Well, it won't actually boot both ways unless you've installed bootloaders for both paths - which we don't do for desktop/server use cases, only cloud-style use cases.
(Also, on systems with legacy CSM, enabling the legacy boot path doesn't typically turn off the non-legacy path - it just adds the legacy options as additional boot targets (either after or before the non-legacy ones).)
Be well, --Robbie
Jiri Konecny jkonecny@redhat.com writes:
Dne 16. 05. 22 v 17:55 Chris Murphy napsal(a):
I inserted a comment in the PR, https://github.com/rhinstaller/anaconda/pull/4104#issuecomment-1127824824
On second thought it's probably better discussed here. I'm generally inclined to support less than more by combining things as much as possible. So I'm wondering about a disklabel and bootloader policy that in effect is GPT+BIOSBoot+EFI System partitions, with both bootloaders configured at installation time no matter the firmware type during installation. There's already one consumer for this, Fedora Cloud edition images (both qcow2 and raw).
Maybe it doesn't really simplify anything for the non-cloud case? We'd need to boot systems in BIOS, do an installation, test the installation in BIOS and UEFI mode boot. And boot systems in UEFI, do an installation, and test the installation in BIOS and UEFI boot. We do this already but I wonder if it's overall less complex for Anaconda going forward? And reduces the chance of installation failure or the boot following installation?
Hi Chris,
honestly, it looks to me like a hack which is required for the cloud images but shouldn't be used out of that. I don't like the solution much, it makes everything much more complicated especially for the "mbr/bios" and similar formats.

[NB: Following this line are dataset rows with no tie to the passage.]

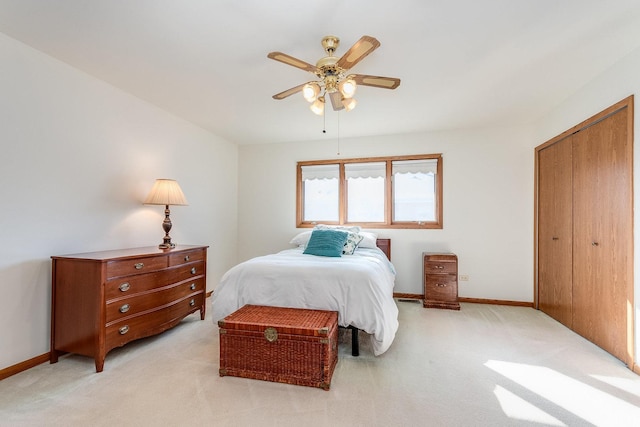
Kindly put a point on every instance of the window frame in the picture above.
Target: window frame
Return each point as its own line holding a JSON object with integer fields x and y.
{"x": 388, "y": 202}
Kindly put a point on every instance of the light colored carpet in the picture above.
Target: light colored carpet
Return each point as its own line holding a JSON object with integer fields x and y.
{"x": 484, "y": 365}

I'm more inclined for the simplified current solution.
Also I'm thinking if it would be really that helpful. Users usually don't change on the installed system between UEFI and BIOS boot, do they?
Right. Even in cloud images, while one has the capability to do either initially, going back and forth isn't normal. (Certainly it's not something we test during development.)
While I don't want to spread FUD, I think this has been tried in the past and didn't work well. That doesn't mean don't do it, of course, just that it'd need to be understood why it didn't work.
I don't expect anyone wants to support migrations UEFI to legacy, so this really is about legacy to UEFI. While I know that others on CC may not agree, my personal opinion is that hardware that can't do UEFI by default at this point is a corner case - which means I'm unconvinced that the benefits of enabling such in new installs is worth the complexity.
Adding bootloader dev for the heads-up about this change and the discussion.
Cheers. I expect we'll defer to whatever decision anaconda makes here.